Dimensional weight is also known as DIM weight, volumetric weight, cubed weight or density-based pricing. The concept of Dimensional or Cube Weight is gaining popularity in the LTL freight industry as a uniform means of establishing a minimum charge for the cubic space occupied by a carton or pallet. Three of the largest LTL freight carriers, UPS Freight, FedEx Freight and YRC introduced dimensional LTL freight pricing this year. Currently FedEx Ground only applies dimensional pricing to packages measuring three cubic feet or greater.  Effective January 1, FedEx and UPS will apply dimensional pricing to all packages.  

The implication of this change in pricing methodology has caught the attention of the media (see article in Wall Street Journal).
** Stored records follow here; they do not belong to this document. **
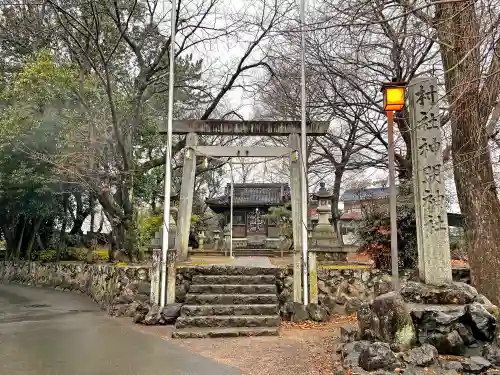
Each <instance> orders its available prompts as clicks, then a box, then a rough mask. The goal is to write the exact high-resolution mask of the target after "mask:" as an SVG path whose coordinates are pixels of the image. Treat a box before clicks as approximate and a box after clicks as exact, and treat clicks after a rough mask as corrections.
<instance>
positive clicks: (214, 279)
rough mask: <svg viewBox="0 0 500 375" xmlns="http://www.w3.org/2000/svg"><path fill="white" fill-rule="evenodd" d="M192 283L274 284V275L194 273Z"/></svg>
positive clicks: (196, 283)
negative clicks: (213, 273) (209, 274)
mask: <svg viewBox="0 0 500 375" xmlns="http://www.w3.org/2000/svg"><path fill="white" fill-rule="evenodd" d="M192 283H193V284H222V285H224V284H229V285H250V284H252V285H254V284H258V285H263V284H272V285H275V284H276V277H275V276H274V275H254V276H244V275H230V276H228V275H195V276H193V279H192Z"/></svg>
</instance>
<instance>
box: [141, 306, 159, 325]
mask: <svg viewBox="0 0 500 375" xmlns="http://www.w3.org/2000/svg"><path fill="white" fill-rule="evenodd" d="M160 320H163V319H162V316H161V308H160V306H157V305H153V306H151V308H150V309H149V311H148V313H147V314H146V316H145V317H144V321H143V322H142V324H145V325H148V326H153V325H156V324H160Z"/></svg>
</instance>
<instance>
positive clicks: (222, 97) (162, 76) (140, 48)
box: [47, 0, 290, 258]
mask: <svg viewBox="0 0 500 375" xmlns="http://www.w3.org/2000/svg"><path fill="white" fill-rule="evenodd" d="M47 4H48V5H49V7H50V10H51V12H52V15H53V16H54V17H55V19H56V20H57V25H58V26H59V27H60V29H61V30H62V32H61V33H60V37H61V41H60V44H61V45H62V46H63V47H64V49H63V50H64V51H66V52H65V53H66V55H64V54H62V57H70V58H71V59H72V60H73V61H76V62H78V63H79V64H80V66H85V67H88V68H89V76H91V77H96V79H97V85H98V87H99V88H101V89H102V90H103V92H104V95H105V96H104V98H105V103H106V106H105V107H103V112H101V113H100V116H101V117H100V118H99V119H98V121H96V123H98V122H101V123H107V124H109V127H108V126H104V127H102V131H101V132H100V134H97V133H98V132H96V134H95V137H96V141H95V146H96V149H94V150H93V152H92V154H95V158H94V159H93V161H94V163H93V165H94V170H89V168H88V163H81V165H79V166H78V168H75V165H74V164H73V166H72V167H73V168H72V171H73V174H77V175H79V176H80V178H81V180H83V181H85V183H86V184H88V185H90V188H91V189H92V190H93V191H94V192H95V195H96V197H97V199H98V201H99V203H100V204H101V205H102V207H103V208H104V211H105V213H106V216H107V218H108V220H109V221H110V223H111V225H112V228H113V232H112V233H113V240H114V245H115V246H116V248H117V249H122V250H124V251H125V252H126V253H128V254H129V255H130V256H131V257H132V258H134V257H135V255H136V254H137V239H136V237H135V235H134V233H135V225H136V224H135V219H134V218H135V204H134V202H135V196H134V184H135V181H136V180H137V179H138V178H139V177H140V176H142V175H143V174H144V173H147V171H149V170H150V169H152V168H155V167H159V166H161V165H162V164H163V163H164V160H165V157H164V152H163V150H164V146H163V142H161V141H159V140H158V137H156V139H153V138H154V135H153V136H151V135H152V134H154V132H155V131H156V130H157V128H158V125H159V124H158V121H157V120H155V119H154V118H152V117H156V119H159V118H164V117H166V115H165V113H164V110H163V113H162V112H161V110H160V108H161V107H160V105H161V103H162V98H163V102H164V101H165V98H166V96H165V92H166V89H167V88H168V85H167V81H168V77H167V75H168V73H167V72H168V56H167V55H168V54H167V51H168V50H169V48H170V43H171V37H170V35H168V34H165V30H168V29H169V28H168V27H166V23H165V22H164V18H165V14H162V12H161V9H160V2H159V1H157V0H130V1H126V2H116V1H109V0H91V1H86V2H80V1H76V0H74V1H58V0H48V1H47ZM223 7H226V9H230V8H228V7H227V4H224V3H223V2H222V1H220V0H200V1H198V2H197V3H196V4H194V3H192V2H191V3H184V2H183V1H180V2H178V9H177V13H178V17H177V25H176V26H177V30H178V37H177V39H176V47H177V48H176V57H177V64H178V65H177V66H176V70H178V72H179V71H180V72H181V73H180V74H178V78H179V79H178V80H177V82H176V87H177V89H176V91H177V93H176V95H177V97H178V98H179V97H182V96H183V95H187V96H188V97H189V98H188V100H182V101H181V102H182V103H183V104H186V103H188V104H189V103H190V108H188V109H186V108H182V107H179V105H177V106H176V111H180V112H182V114H183V115H186V114H189V113H191V114H192V115H195V114H196V115H197V116H199V118H201V119H207V118H209V117H210V116H211V115H213V114H215V113H216V112H217V108H218V106H219V104H221V103H223V101H224V97H225V96H226V94H227V93H228V92H230V91H231V90H232V89H233V87H235V86H237V85H238V82H239V81H238V80H239V79H240V77H243V76H244V75H245V74H247V73H248V72H249V71H250V70H252V69H255V68H259V67H265V66H266V62H265V60H264V59H265V57H266V55H265V53H264V54H263V53H262V52H263V51H265V44H266V40H267V39H268V38H269V34H270V32H271V30H273V29H275V28H277V27H278V25H279V24H280V22H282V19H283V17H284V15H285V14H286V12H287V11H288V9H289V7H290V4H288V3H287V4H285V3H280V4H278V3H277V2H272V3H267V2H262V3H259V4H256V5H255V8H259V9H257V10H258V14H259V16H258V17H256V14H257V13H256V14H255V15H254V14H252V15H248V14H245V11H243V12H240V13H235V14H228V13H227V12H229V11H230V10H228V11H227V12H225V14H224V15H221V16H219V14H220V13H218V11H219V10H221V9H222V8H223ZM254 10H255V9H254ZM251 13H252V12H251ZM250 35H251V38H249V36H250ZM243 37H246V39H245V40H246V42H240V43H241V44H240V45H244V46H245V47H244V48H243V51H242V55H241V56H240V57H239V58H237V60H236V61H235V62H234V64H228V65H227V66H226V67H225V68H226V69H225V71H222V72H221V77H222V79H221V81H220V82H215V84H214V82H211V85H210V86H207V85H205V84H203V81H202V77H201V76H202V75H203V74H205V75H206V72H205V71H204V67H203V63H202V61H201V60H199V61H193V57H192V55H190V54H189V53H190V51H193V52H196V50H197V49H199V48H200V47H201V46H203V45H205V46H206V45H207V44H209V43H221V42H222V41H224V40H228V39H230V38H233V40H240V39H243ZM207 68H209V67H207ZM79 99H80V100H81V102H82V103H83V105H84V107H85V108H86V109H87V111H88V112H93V111H94V112H95V108H93V107H91V106H89V102H88V98H86V97H83V96H81V95H80V98H79ZM191 105H192V106H191ZM200 106H203V108H202V107H200ZM146 130H149V131H150V132H151V133H149V134H151V135H148V133H147V132H146ZM87 137H88V135H87ZM145 139H148V140H149V143H144V140H145ZM183 146H184V139H179V140H178V142H176V143H175V144H174V150H173V151H174V155H175V154H177V153H178V152H179V151H180V150H181V149H182V148H183ZM144 159H146V160H144Z"/></svg>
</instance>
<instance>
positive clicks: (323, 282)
mask: <svg viewBox="0 0 500 375" xmlns="http://www.w3.org/2000/svg"><path fill="white" fill-rule="evenodd" d="M318 290H319V291H320V293H325V294H329V293H330V288H329V287H328V286H327V285H326V284H325V282H324V281H323V280H318Z"/></svg>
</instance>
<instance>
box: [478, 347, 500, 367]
mask: <svg viewBox="0 0 500 375" xmlns="http://www.w3.org/2000/svg"><path fill="white" fill-rule="evenodd" d="M481 354H482V355H483V357H484V358H485V359H486V360H488V361H490V362H491V364H492V365H493V366H495V367H497V368H500V348H498V347H496V346H492V345H485V346H484V347H483V352H482V353H481Z"/></svg>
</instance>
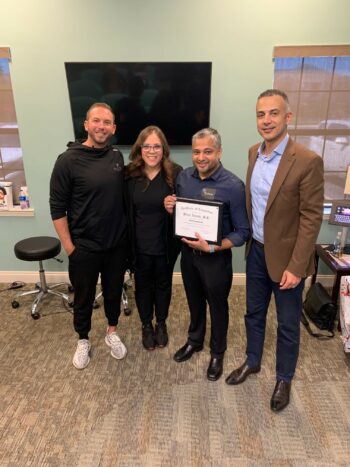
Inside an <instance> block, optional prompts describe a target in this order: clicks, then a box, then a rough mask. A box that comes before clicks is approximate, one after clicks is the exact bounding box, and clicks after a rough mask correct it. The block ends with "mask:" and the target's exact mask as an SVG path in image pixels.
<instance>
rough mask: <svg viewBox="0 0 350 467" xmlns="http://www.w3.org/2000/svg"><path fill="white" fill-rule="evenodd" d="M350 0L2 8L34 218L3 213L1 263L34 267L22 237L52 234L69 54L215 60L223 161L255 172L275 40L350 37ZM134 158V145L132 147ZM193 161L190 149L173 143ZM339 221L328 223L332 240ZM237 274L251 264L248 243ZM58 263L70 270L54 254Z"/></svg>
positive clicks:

Experts say the impact could result in increased shipping costs of 5 to as much as 25% - - - if shippers don't take action. This blog will provide shippers with a guide to prepare for the introduction of this LTL pricing methodology.

A Definition of Dimensional or Cube-Based Pricing

Dimensional weight is a calculation of a theoretical weight of a shipment. This theoretical weight is the weight of the package at a minimum density chosen by the freight carrier. If the shipment is below this minimum density, then the actual weight is irrelevant as the freight carrier will charge for the volume of the package as if it were of the chosen density (what the package would weigh at the minimum density). Furthermore, the volume used to calculate the Dimensional Weight may not be absolutely representative of the true volume of the shipment. The freight carrier will measure the longest dimension in each of the three axes (X, Y and Z) and use these measurements to determine the shipment volume. If the carton or pallet is a right-angled box, then this will be equal to the true volume of the package. However, if the package is of any other shape, then the calculation of volume will be more than the true volume of the package.